Dieter van Acken: Ja, absolut. Die Plattform ist übertragbar. Unsere Entwicklungen basieren auf einer gemeinsamen Plattform, einem Betriebssystem, das als Produkt nutzbar ist. Alle Anwendungen setzen auf dieser Plattform auf. Sie können von anderen Städten übernommen oder eigenständig weiterentwickelt werden. Die zentrale Identität (ID) verbindet alle Dienste, und eine Super-App bündelt sie anschließend für die Nutzerinnen und Nutzer. Diese Struktur bringt klare Vorteile: einheitliche Nutzerführung, ein zentrales Ökosystem, Skalierbarkeit.

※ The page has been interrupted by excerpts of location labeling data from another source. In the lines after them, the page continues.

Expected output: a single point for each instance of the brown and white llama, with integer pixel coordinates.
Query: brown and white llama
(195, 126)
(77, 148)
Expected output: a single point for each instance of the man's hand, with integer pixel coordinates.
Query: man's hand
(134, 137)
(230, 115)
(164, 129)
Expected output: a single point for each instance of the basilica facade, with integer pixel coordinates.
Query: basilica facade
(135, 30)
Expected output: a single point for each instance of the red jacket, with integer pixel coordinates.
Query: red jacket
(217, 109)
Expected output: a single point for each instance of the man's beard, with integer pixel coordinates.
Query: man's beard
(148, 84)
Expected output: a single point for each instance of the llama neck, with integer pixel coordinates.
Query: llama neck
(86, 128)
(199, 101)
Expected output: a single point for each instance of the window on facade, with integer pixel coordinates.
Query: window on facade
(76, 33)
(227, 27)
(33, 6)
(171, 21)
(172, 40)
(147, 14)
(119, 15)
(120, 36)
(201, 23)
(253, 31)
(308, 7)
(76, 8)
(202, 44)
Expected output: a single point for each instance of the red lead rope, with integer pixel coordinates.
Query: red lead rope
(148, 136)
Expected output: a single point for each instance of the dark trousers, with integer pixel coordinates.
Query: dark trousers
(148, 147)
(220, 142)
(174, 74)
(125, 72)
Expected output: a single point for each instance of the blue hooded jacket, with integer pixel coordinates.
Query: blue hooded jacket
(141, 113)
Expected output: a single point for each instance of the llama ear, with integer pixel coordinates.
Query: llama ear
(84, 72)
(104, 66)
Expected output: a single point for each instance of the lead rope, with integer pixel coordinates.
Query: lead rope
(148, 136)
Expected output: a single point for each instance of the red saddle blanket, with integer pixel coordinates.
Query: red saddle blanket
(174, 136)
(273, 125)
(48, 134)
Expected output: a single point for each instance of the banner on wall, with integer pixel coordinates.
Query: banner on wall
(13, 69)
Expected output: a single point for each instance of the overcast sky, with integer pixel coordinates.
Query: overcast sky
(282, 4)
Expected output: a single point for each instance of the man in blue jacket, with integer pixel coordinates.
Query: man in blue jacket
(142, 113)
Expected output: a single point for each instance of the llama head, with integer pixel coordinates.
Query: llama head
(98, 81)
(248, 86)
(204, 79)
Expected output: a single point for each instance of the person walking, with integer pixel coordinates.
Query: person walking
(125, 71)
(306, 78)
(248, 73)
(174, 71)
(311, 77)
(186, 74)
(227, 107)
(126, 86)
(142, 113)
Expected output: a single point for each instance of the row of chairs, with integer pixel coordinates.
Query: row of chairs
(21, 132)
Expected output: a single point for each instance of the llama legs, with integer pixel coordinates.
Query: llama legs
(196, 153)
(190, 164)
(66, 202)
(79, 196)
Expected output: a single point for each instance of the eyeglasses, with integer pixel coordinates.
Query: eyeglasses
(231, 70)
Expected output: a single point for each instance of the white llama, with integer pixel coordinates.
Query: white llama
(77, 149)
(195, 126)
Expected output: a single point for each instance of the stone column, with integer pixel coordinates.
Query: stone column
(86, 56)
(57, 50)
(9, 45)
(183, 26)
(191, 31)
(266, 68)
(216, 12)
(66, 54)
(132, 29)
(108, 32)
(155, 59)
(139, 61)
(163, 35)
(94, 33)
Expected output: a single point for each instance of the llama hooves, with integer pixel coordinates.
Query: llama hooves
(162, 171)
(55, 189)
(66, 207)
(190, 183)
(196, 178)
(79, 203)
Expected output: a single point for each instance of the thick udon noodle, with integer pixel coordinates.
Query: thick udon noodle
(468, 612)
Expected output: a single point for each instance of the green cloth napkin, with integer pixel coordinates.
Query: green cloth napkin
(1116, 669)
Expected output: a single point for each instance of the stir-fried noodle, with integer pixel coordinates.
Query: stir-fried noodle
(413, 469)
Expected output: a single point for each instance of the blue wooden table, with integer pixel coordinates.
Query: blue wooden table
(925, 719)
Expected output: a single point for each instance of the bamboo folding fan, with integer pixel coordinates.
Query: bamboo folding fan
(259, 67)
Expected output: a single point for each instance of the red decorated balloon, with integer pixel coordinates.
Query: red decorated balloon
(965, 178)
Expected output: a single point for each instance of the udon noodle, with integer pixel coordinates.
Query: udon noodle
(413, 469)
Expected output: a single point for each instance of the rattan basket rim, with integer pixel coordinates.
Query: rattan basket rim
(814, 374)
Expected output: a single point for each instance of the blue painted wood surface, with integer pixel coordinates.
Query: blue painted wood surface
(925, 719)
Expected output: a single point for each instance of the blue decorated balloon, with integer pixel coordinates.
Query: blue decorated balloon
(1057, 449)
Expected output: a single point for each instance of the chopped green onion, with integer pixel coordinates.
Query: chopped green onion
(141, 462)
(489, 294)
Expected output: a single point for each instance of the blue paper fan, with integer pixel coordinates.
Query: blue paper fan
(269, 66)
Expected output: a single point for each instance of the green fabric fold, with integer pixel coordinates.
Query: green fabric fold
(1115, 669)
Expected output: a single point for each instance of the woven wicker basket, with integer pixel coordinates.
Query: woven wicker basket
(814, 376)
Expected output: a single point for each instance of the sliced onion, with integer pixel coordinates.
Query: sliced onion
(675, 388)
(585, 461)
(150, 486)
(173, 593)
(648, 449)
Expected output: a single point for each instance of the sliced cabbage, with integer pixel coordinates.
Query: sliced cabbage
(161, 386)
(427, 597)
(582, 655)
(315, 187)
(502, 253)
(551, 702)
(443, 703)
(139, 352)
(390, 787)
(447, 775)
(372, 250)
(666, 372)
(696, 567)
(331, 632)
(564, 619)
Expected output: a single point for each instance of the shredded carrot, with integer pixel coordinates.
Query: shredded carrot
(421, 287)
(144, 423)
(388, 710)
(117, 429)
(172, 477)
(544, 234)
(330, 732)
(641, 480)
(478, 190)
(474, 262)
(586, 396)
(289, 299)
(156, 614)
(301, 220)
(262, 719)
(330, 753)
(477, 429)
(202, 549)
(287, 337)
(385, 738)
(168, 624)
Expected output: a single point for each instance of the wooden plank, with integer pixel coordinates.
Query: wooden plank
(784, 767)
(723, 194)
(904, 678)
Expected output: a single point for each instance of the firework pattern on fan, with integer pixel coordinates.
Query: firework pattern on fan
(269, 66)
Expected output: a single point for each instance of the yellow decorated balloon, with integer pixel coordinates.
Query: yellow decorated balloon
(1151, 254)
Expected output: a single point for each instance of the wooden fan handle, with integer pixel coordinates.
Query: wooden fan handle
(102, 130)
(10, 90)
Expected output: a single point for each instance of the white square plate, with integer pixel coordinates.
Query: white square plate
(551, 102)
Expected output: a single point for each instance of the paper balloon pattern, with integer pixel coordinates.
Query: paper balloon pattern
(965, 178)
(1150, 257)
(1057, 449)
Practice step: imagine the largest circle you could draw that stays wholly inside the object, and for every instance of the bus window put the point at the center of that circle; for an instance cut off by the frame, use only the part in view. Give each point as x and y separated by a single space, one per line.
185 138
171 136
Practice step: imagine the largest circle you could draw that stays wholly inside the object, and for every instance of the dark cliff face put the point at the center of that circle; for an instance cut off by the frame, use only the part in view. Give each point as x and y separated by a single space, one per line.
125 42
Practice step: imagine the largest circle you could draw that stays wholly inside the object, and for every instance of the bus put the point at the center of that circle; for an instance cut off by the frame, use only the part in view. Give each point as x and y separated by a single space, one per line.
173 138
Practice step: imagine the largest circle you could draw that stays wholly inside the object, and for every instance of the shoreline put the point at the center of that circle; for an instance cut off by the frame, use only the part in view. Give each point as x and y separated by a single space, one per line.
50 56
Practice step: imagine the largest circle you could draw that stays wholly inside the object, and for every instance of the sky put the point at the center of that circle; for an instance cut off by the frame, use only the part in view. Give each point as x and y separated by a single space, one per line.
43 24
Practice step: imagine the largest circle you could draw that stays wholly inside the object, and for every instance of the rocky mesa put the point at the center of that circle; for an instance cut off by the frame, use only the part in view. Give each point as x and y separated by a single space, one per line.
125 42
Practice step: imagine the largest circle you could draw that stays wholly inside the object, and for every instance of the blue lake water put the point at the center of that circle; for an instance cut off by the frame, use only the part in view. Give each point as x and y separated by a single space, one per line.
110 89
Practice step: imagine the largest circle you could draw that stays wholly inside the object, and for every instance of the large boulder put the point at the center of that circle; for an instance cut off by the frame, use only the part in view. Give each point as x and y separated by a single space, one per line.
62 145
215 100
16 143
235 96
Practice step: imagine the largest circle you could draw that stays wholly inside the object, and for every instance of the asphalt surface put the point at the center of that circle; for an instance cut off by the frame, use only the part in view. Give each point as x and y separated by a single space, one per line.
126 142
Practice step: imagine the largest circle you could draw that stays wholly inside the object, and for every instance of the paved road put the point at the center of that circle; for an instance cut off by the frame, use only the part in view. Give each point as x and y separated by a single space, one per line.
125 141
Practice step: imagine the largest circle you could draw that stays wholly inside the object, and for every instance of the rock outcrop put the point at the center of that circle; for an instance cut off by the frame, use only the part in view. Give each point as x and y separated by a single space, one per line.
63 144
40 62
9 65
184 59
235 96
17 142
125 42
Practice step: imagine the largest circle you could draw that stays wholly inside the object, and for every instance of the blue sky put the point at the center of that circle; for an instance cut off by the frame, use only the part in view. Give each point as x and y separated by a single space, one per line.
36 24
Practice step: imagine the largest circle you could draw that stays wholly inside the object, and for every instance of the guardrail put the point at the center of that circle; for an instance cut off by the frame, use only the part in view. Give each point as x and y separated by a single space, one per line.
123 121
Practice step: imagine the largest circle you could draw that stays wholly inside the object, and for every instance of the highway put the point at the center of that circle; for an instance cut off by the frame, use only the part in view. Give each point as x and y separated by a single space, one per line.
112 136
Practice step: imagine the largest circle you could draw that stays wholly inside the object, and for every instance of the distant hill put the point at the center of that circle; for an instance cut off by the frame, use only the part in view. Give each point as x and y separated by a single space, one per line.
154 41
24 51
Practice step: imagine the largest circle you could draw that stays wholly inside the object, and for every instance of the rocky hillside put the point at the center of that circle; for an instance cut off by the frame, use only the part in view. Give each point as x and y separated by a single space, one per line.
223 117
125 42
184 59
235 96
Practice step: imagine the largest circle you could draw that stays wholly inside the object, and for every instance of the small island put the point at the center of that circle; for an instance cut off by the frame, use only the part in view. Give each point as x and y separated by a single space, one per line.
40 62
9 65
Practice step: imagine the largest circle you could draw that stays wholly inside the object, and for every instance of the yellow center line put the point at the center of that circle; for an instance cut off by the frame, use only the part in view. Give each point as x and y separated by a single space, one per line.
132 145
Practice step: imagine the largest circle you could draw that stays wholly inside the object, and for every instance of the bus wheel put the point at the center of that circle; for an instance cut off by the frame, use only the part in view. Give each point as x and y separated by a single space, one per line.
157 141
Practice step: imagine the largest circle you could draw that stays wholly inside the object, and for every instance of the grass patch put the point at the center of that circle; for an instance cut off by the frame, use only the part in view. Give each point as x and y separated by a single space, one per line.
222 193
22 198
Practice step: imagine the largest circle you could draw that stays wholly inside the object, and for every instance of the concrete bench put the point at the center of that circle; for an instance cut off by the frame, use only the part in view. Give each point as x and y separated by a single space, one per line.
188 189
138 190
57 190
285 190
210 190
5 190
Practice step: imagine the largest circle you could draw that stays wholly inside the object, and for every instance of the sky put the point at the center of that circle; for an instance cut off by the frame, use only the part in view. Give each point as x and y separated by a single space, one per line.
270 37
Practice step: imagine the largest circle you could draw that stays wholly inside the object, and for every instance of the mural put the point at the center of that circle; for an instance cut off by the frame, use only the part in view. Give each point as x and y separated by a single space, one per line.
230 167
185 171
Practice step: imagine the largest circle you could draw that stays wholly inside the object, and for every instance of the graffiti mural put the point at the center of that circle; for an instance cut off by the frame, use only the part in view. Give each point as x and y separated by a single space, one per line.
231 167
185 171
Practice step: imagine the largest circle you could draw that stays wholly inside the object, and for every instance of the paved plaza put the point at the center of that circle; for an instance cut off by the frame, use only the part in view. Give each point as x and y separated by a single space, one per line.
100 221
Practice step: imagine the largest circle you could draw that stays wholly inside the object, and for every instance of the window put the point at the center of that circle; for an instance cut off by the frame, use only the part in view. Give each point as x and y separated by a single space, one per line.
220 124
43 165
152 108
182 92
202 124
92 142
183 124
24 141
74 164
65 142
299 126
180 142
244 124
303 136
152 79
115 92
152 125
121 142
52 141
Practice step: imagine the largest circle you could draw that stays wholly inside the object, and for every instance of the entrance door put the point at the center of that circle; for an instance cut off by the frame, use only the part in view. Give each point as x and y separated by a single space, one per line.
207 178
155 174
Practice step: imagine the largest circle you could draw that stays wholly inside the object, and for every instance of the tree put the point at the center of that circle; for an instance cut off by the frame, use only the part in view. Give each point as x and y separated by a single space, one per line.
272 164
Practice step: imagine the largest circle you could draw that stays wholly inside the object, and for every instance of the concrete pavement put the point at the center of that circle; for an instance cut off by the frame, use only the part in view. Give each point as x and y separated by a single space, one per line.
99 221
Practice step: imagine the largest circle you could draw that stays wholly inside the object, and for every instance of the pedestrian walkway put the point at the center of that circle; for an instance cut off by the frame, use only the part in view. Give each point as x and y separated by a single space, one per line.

Thomas Spieker: Genau, aus kommunaler Perspektive und meinen Erfahrungen aus den letzten sechs Jahren kann ich sagen, dass es ein Thema gibt, was man vorab betrachten sollte: Wir haben uns die Frage gestellt „Wer oder was sind eigentlich Ahaus und wer ist Ahaus.de?“. Und das sind natürlich die ganzen Vereine, Organisationen und Unternehmen (…) die es in der Stadt gibt. Daher sageich auch immer: „Ihr müsst euch nicht die Frage stellen, wie ihr euch als Stadtverwaltung vorstellt, sondern wie wollt ihr eure Stadt und die Bürger auf dieser Plattform darstellen?“ Das ist eigentlich die viel wichtigere Frage.

Dieter van Acken: Was es dann ergänzend dazu braucht, ist natürlich Mut, Durchhaltevermögen dranzubleiben und Konsistenz. Wenn man daran glaubt, dass das das Richtige ist, dann muss man das tun. Und ich glaube, das hat uns dahin gebracht, wo wir jetzt sind.

Die Gesprächspartner

Auf dem Bild ist Thomas Spieker zu sehen.
Thomas Spieker (Chief Digital Officer, Stadt Ahaus)

Thomas Spieker ist seit November 2019 Chief Digital Officer (CDO) der Stadt Ahaus. Mit seiner Stabsstelle Digitalisierung verantwortet er Verwaltungsdigitalisierung, Smart-City-Strategien und berät Bürgermeisterin, Verwaltungsvorstand und Politik.

Dieter van Acken (Botschafter, Digitalstadt Ahaus und Tobit.Software)

Dieter van Acken ist seit 30 Jahren bei Tobit.Software tätig und heute als Botschafter für das Unternehmen und die Digitalstadt Ahaus unterwegs. Er vermittelt auf Bühnen, Veranstaltungen und Touren das Ahauser Digitalisierungsmodell und bringt es in die Welt.